The SB Workers United drive is a clear reminder of what a union is in its essence. A union is formed not when the state recognizes it, but when the workers organize it. A union is formed when workers have connected with each other and created an organization that reflects their collective will.

It is important to note that Workers United has only a handful of staff to help assist the Starbucks workers. With the ongoing success of the SB Workers United drive, volunteer- and resource-rich organizations like the Democratic Socialists of America (DSA) could take it upon themselves to apply this model to other unorganized chains. Through initiatives like the Emergency Workplace Organizing Committee (EWOC) and numerous successful electoral campaigns, as well as DSA’s presence throughout the United States, the organization’s skilled members could help create a central point of contact for aspiring pro-union workers, provide education for the workers to organize and protect themselves from retaliation, fundraise for the workers, help workers with legal issues, and use its media expertise and connections to make sure the workers’ voices are heard far and wide. DSA could thus help workers organize across corporate chains, as EWOC has already begun to do.

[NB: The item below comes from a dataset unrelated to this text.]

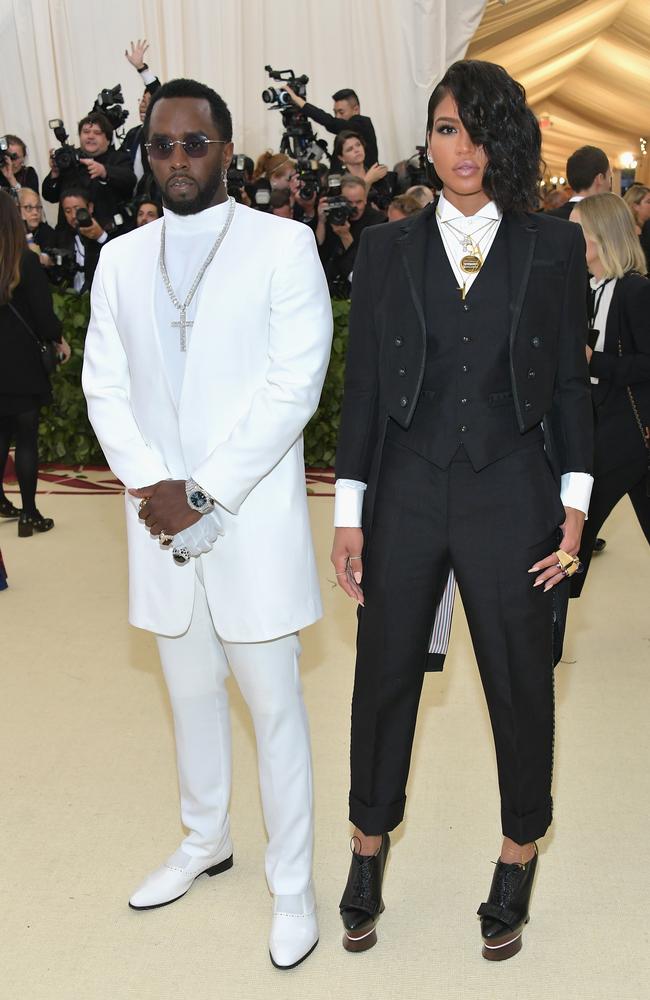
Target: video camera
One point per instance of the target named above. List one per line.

The stunning growth of the SB Workers United movement has attracted support from labor unions, socialist organizations, community activists, and progressive forces throughout the country and has inspired numerous workers to challenge their bosses and reclaim their dignity. As this movement gains momentum, we can and should put our foot on the gas. Who knows where it could lead?

Shuvu Bhattarai is a Nepali-American labor organizer and a member of the New York City Democratic Socialists of America in Queens.